Monday, December 5, 2011

PCB Quadrotor: New Digital IMU

Over the weekend I took a break from my sensorless FOC work to upgrade 4pcb with a new digital IMU:

It's a Pololu MinIMU-9, featuring an ST L3G4200D 3-axis gyro and LSM303DLM 3-axis accelerometer and magnetometer. This replaces the now-discontinued Sparkfun 6DOF Razor IMU, which had six analog channels (3-axis gyro and 3-axis accelerometer). So, instead of reading each axis into the Arduino Mini's 10-bit ADC, the digital IMU streams 12-bit readings over a 2-wire serial interface (I2C).

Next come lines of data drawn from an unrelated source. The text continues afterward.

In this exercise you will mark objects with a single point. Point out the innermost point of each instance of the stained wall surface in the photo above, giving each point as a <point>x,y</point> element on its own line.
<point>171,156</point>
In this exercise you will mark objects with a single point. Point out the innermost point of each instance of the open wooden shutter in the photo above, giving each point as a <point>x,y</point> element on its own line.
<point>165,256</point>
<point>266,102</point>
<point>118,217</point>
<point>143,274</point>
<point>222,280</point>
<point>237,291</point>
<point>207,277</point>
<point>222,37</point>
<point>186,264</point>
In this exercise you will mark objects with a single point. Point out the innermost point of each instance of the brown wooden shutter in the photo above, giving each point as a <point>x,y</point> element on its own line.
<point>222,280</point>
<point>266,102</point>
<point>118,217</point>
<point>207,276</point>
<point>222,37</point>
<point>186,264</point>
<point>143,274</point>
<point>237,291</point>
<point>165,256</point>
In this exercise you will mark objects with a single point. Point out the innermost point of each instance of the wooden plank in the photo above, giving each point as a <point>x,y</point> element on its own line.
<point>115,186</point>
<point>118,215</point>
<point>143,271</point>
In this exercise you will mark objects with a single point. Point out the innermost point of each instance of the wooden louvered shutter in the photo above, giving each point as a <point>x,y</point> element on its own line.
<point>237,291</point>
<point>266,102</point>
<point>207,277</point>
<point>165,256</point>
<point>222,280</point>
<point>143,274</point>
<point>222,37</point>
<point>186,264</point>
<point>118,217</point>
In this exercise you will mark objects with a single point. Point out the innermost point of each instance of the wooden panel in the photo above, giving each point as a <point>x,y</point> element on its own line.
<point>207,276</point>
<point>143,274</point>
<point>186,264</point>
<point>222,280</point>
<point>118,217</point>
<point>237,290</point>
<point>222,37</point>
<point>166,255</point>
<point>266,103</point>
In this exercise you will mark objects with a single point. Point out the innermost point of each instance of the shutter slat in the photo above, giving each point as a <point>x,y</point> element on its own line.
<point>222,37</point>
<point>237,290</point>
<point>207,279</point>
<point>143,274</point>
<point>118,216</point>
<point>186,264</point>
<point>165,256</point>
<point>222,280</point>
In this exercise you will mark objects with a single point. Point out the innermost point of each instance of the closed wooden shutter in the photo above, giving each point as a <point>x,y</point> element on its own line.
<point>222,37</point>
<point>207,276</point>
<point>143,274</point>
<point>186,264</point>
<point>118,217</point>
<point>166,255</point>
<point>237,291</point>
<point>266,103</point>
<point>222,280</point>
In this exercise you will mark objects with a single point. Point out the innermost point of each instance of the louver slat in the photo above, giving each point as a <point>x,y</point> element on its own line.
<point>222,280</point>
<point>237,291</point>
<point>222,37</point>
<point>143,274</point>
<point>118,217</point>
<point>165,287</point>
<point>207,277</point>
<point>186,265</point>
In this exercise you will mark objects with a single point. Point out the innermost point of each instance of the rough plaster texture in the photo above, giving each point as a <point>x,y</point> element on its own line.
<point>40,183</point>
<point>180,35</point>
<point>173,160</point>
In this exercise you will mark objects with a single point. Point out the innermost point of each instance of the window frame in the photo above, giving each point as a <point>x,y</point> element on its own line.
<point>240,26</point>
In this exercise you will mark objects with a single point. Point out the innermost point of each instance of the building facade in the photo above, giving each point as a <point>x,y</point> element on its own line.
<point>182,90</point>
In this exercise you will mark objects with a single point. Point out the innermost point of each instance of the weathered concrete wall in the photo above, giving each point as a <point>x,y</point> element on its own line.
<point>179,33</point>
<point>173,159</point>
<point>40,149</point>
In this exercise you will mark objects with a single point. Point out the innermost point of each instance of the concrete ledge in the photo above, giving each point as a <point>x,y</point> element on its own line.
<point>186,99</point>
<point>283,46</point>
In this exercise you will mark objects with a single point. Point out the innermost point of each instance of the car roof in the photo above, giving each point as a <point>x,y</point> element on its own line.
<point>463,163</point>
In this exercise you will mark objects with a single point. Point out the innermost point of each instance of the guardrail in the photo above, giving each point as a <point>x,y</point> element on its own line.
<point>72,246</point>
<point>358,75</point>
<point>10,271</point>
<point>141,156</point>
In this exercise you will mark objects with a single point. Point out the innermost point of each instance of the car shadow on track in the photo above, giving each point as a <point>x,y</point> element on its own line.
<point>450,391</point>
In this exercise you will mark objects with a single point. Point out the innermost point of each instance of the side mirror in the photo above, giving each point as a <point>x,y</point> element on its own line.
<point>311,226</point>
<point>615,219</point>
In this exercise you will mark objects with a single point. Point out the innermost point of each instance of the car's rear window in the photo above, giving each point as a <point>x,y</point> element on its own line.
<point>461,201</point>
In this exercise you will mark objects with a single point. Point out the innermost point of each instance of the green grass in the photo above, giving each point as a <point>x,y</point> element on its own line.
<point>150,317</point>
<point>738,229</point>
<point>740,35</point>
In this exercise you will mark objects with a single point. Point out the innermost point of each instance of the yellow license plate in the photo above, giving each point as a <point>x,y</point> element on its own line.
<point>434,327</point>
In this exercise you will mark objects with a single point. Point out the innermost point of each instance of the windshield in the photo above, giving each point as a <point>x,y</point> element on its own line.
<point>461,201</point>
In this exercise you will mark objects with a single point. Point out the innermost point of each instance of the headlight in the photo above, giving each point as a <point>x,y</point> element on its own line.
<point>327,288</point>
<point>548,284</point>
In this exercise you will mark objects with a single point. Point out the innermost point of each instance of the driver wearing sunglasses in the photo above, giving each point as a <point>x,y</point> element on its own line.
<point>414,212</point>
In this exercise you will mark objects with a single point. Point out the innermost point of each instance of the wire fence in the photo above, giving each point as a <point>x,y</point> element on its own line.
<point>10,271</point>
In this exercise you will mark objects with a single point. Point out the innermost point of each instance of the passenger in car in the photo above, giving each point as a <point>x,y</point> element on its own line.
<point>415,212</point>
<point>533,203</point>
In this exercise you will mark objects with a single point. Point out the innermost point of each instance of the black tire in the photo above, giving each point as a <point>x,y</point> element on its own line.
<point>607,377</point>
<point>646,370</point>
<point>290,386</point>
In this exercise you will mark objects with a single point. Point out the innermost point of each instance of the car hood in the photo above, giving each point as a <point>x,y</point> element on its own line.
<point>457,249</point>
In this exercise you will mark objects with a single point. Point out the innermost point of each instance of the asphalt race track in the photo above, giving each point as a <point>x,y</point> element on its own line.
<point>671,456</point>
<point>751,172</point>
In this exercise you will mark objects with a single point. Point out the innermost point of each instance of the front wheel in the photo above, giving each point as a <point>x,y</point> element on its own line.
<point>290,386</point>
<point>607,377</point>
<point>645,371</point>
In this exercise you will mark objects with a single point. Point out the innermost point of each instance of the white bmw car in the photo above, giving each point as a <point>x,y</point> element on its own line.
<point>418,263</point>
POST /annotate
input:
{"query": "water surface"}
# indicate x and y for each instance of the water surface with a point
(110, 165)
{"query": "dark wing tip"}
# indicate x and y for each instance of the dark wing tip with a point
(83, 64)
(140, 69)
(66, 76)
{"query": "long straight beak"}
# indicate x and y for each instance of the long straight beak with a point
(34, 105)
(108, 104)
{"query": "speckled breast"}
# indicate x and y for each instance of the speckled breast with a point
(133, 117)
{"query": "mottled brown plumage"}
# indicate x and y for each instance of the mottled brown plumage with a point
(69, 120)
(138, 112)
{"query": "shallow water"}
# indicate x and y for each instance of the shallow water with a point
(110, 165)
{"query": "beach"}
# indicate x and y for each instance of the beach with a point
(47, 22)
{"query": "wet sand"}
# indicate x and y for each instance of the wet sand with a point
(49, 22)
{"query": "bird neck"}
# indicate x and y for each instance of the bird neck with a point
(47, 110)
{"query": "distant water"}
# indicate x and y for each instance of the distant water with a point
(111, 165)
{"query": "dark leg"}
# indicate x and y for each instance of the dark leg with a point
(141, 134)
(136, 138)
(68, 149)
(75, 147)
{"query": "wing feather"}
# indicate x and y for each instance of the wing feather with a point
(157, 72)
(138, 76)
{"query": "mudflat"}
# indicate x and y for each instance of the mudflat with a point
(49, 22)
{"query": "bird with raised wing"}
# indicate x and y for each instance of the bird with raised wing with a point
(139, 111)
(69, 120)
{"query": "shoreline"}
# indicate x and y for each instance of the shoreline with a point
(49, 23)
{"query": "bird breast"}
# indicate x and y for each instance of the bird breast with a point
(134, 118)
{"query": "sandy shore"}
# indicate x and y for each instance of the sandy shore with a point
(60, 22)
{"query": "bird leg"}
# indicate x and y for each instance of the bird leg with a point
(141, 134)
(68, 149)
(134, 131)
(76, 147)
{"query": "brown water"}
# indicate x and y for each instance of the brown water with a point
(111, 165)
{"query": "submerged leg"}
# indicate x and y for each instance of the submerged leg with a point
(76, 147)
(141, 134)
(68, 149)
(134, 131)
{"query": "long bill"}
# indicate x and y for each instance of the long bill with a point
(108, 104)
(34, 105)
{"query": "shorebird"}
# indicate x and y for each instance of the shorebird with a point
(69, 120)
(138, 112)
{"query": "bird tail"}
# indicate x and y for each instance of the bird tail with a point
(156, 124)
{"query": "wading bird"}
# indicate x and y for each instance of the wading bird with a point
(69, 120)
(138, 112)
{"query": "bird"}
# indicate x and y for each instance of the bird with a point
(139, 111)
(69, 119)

The digital IMU has other nice features as well, such as programmable gains, sampling rates, and low-pass filters. No more fidgeting with RC filters on the board. It's compatible with the Arduino Two-Wire Interface (TWI/I2C) library and the sample code on the Pololu page is easy to work with. For once, I must admit that the Arduino I2C stuff does in fact make life easier.

Even with the nice new IMU, 4pcb still seems to suffer from the same vibration problems. I'm not sure why most people are able to get away with just mounting the sensors on some foam but that doesn't seem to be enough for this frame. In order for it to be even flyable, I need to add mass (aluminum) to the back of the IMU board and stick it to a very loose loop of foam tape:

Even the wires connecting the IMU to the main board need to be very flexible high-strand-count wire so as not to transmit vibrations. I should really film it in high speed and be horrified at the amount of high-frequency flexing happening in the frame. It would also be very easy to add stiffeners, though I would have to think about how much I want to compromise on the "entirely made out of a single PCB" goal.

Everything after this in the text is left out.